Il me reste encore une place pour écrire…
une place pour le chagrin…
une place vacante…
une place qui manque
une pour ce qui doit arriver… »
Dans « La terre vaut deux lunes », la musique se mêle à l’écriture . En introduction l’auteur explique son recueil :
En musique il y a une clef pour lire, pour accéder à la mélodie : « Pour ouvrir le livre, il faut ouvrir les yeux… Avoir la clef des mots, pour ouvrir les mots qui nous ouvrent les choses et les êtres. Ouvrir les mots pour voir dedans et pour comprendre le monde. Ouvrir les êtres et mettre des mots pour panser leurs blessures. »
Anne Houdy est comédienne et auteur dramatique. Née en France, elle a longtemps vécu au Québec puis à Paris . Aujourd’hui, elle anime des ateliers d’écriture à Marseille, et à Carnoux en 2014. Elle a publié, entre autre, en 1999 « Le milieu du silence » Théâtre, en 2010 « H et autres problèmes de lettres ».
Marie-Antoinette Ricard
Tempête – deux novellas
J.M.G. Le Clézio
Deux novellas, des nouvelles ainsi nommées parce qu’elles sont longues et ont un rapport entre elles. Terriblement sombres. Une magnifique écriture (comme toujours!) qui ne lasse jamais. Le thème de la tempête dans le cœur de l’homme. Le destin implacable qui brise les êtres, le destin de l’un qui transforme celui de l’autre. Le viol (celui que l’on a pas empêché et celui que l’on a subi) et le remords. Une note d’espoir en fin de chacun de ces textes cependant.
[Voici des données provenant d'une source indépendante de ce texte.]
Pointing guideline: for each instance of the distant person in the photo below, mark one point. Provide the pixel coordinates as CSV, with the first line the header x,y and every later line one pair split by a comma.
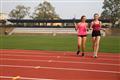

La première nouvelle, « Tempête », est celle de la rencontre d’une jeune fille de 12 ans avec un homme de 60 ans dans une île d’Extrême-Orient. La mer joue un rôle essentiel dans ce récit. L’homme qui revient dans ce lieu pour se donner la mort, repartira délivré après la rencontre avec l’enfant : « Il m’a donné son passé, il s’est libéré en moi, il m’a remplie de sa destinée ». Elle, aussi quittera l’île, sans regret, « libre » de s’inventer une nouvelle vie.
Le deuxième récit, « Une femme sans identité », est celui d’une jeune femme, née d’un viol, adoptée, rejetée par sa belle-mère. Une vie de « galère » à Paris avec la haine au fond du cœur, mais aussi l’amour qu’elle porte à sa petite sœur. Elle retrouvera l’espérance en partant pour l’Afrique où elle était née même si « c’est toujours angoissant de commencer une nouvelle histoire ».
Un livre dont on sort avec un profond malaise : l’ambiguïté de la première histoire, la noirceur de la seconde sont difficiles à supporter.
Marie-Antoinette Ricard
Réparer les vivants
Maylis de Kerangal
« Le cœur de Simon migrait dans un autre endroit du pays, ses reins, son foie et ses poumons gagnaient d’autres provinces, ils filaient vers d’autres corps ». Réparer les vivants est le roman d’une transplantation cardiaque. Tout se passe en vingt-quatre heures exactement.
Entre l’accident de Simon, jeune surfeur de 20 ans, et la transplantation de son cœur dans le thorax d’une quinquagénaire, c’est le récit des angoisses, des questionnements d’un père, d’une mère, d’une fiancée, du receveur du don et de tout le personnel médical mobilisé pour la transplantation.
Avec une précision méticuleuse, que ce soit celle de la technique du surf ou celle de l’acte chirurgical, l’auteur dans une écriture qui envoûte, riche, foisonnante, poétique, tient son lecteur en haleine ; elle lui fait vivre ces 24 h, comme s’il était l’un des multiples acteurs de cette chaîne qu’est la transplantation.
« Roman de tension et de patience, d’accélérations paniques et de pauses méditatives, il trace une aventure métaphysique, à la fois collective et intime, où le cœur, au-delà de sa fonction organique, demeure le siège des affects et le symbole de l’amour ».